La Hammer réinvente le célèbre mythe de Jekyll et Hyde en inversant les codes établis pour mieux semer le trouble…
THE TWO FACES OF DR JEKYLL
1960 – GB
Réalisé par Terence Fisher
Avec Paul Massie, Dawn Adams, Christopher Lee, David Kossof, Francis De Wolff, Norma Marla, Magda Miller, Oliver Reed
THEMA JEKYLL ET HYDE
Lorsque le studio Hammer décida de s’emparer du mythe du docteur Jekyll, on s’attendait à une réinterprétation très graphique des écrits de Robert Louis Stevenson. Après tout, Terence Fisher et son équipe n’avaient-ils pas constellé de sang les canines acérées de leur Dracula ? N’avaient-ils pas fait jaillir aux yeux des spectateurs les horrifiques aberrations engendrées par les expériences du docteur Frankenstein ? Or Les Deux visages du docteur Jekyll surprend au contraire par sa retenue. Au lieu d’une escalade dans l’horreur visuelle, Fisher opte pour une angoisse plus insidieuse, plus indirecte, osant même ne jamais montrer la métamorphose physique qui mue Jekyll en Hyde, nœud dramatique de la plupart des versions précédentes. Mais l’idée la plus originale de cette nouvelle adaptation est l’inversion des caractéristiques physiques du bon savant et de son maléfique alter ego. Ici, Jekyll est un vieux savant rabougri et disgracieux, tandis que son double a les traits séduisants et la voix enjôleuse. Même la pilosité faciale, attribut généralement associé à la bestialité de Hyde, prend le chemin inverse de ses prédécesseurs. Une barbe noire et drue grignote le menton de Jekyll, alors que la figure de son âme damnée est lisse et imberbe, comme pour mieux souligner l’impunité de ses exactions.

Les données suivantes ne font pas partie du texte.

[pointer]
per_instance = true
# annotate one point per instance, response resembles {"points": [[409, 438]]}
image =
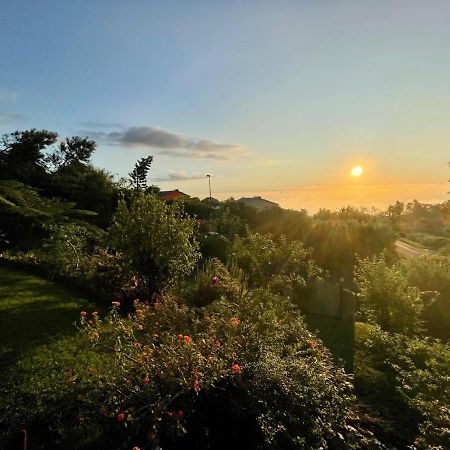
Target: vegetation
{"points": [[205, 345]]}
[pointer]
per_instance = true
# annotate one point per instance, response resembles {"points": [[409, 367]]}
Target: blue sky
{"points": [[276, 98]]}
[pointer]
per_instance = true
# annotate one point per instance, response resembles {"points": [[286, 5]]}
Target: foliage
{"points": [[156, 242], [75, 149], [285, 267], [181, 373], [22, 157], [386, 296], [138, 176], [214, 245], [26, 216], [90, 188], [418, 380], [212, 282], [432, 275]]}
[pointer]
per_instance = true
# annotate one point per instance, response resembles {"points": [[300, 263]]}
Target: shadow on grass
{"points": [[33, 312], [338, 336]]}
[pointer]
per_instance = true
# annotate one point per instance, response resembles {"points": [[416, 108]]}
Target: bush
{"points": [[419, 372], [156, 242], [386, 296], [432, 274], [242, 372], [286, 268]]}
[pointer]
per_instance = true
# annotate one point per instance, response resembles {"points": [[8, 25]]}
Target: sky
{"points": [[273, 98]]}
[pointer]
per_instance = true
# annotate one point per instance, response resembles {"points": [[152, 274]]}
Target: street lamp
{"points": [[209, 183]]}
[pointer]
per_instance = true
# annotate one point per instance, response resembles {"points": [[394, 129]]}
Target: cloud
{"points": [[98, 124], [169, 143], [9, 118], [7, 95], [181, 176]]}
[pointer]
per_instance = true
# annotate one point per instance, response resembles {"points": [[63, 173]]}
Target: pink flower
{"points": [[236, 368]]}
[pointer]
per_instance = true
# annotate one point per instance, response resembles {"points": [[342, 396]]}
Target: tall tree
{"points": [[74, 149], [22, 155], [138, 176]]}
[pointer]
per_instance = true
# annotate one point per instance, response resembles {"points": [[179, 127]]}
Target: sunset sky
{"points": [[277, 98]]}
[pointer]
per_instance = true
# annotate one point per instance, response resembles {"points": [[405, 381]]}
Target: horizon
{"points": [[280, 100]]}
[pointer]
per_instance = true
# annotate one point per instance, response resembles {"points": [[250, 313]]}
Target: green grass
{"points": [[337, 335], [34, 312]]}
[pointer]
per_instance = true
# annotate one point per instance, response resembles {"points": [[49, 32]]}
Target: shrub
{"points": [[420, 373], [242, 372], [156, 242], [432, 275], [286, 268], [386, 296]]}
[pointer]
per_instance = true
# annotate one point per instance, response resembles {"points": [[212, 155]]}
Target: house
{"points": [[258, 203], [214, 201], [172, 195]]}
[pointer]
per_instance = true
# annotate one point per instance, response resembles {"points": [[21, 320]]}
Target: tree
{"points": [[386, 296], [138, 176], [22, 157], [72, 149], [156, 241]]}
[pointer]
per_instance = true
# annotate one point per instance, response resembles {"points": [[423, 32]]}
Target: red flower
{"points": [[235, 321], [236, 368]]}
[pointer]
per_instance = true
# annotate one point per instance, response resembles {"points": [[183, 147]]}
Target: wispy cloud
{"points": [[7, 118], [94, 124], [174, 175], [170, 143], [7, 95]]}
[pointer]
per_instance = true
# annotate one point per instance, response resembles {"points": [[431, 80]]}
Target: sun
{"points": [[357, 171]]}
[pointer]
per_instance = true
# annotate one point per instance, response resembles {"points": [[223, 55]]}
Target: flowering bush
{"points": [[181, 373], [156, 242]]}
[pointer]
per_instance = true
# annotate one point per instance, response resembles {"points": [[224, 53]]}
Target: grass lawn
{"points": [[337, 335], [34, 312]]}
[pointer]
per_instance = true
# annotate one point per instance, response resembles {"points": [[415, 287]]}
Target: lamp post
{"points": [[209, 183]]}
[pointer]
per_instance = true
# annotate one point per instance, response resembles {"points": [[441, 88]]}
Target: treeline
{"points": [[218, 325]]}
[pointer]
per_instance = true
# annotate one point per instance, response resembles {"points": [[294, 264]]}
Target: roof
{"points": [[172, 195]]}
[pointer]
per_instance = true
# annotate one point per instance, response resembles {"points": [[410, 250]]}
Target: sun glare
{"points": [[357, 171]]}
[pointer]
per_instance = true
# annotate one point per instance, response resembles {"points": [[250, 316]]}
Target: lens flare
{"points": [[357, 171]]}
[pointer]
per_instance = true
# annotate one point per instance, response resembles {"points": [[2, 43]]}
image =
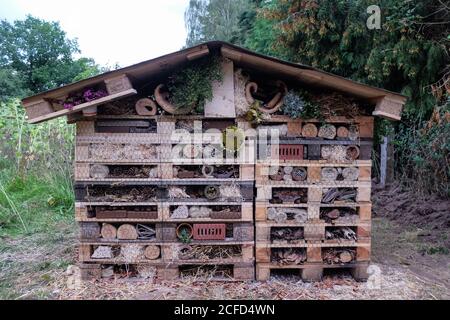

D’ailleurs, après chacune de ses métamorphoses – et donc chacun de ses méfaits – Hyde revient sous les traits d’un Jekyll de plus en plus vieilli, affaibli et stigmatisé. C’est là que le mythe créé par Stevenson semble épouser celui du Portrait de Dorian Gray et même celui de Faust. Ce parti pris audacieux, dont Jerry Lewis s’inspirera largement pour son savoureux Docteur Jerry et Mister Love, permet au comédien Paul Massie de se livrer à une étonnante performance. Dans les moments les plus intenses du film, le comédien s’avère capable d’incarner en plan séquence Jekyll et Hyde. Quels que soient sa figure et son maquillage, un simple changement d’intonation et de regard suffit à concrétiser ces altérations furtives de sa personnalité.
« Je ne peux pas aimer, je ne connais rien à l’amour »
Peu d’acteurs auront aussi bien rendu l’idée abstraite d’une personnalité prisonnière du corps d’un autre. Lorsque Hyde clame « aidez-moi » avec la voix de Jekyll, l’effet est troublant. Tout comme lorsque le bellâtre diabolique, après une nuit passionnée avec une charmeuse de serpents, constate dans un élan de lucidité désenchanté : « Je ne peux pas aimer, je ne connais rien à l’amour. » Aux côtés de Massie, on trouve la belle Dawn Adams (qu’on a pu admirer dans Un Roi à New York, Le Diabolique docteur Mabuse ou The Vampire Lovers), dans le rôle de l’épouse frustrée du savant qui se jette bien vite dans les bras d’un autre. Et c’est l’incontournable Christopher Lee qui incarne l’amant suffisant et gouailleur, que l’époux éconduit ne souhaite pas laisser impuni… quitte à convoquer le monstre qui sommeille en lui. Lee incarnera d’ailleurs lui-même le double rôle du savant dans une autre adaptation anglaise de la nouvelle de Stevenson, Je suis un Monstre, réalisée en 1971 pour la firme Amicus, concurrente de la Hammer.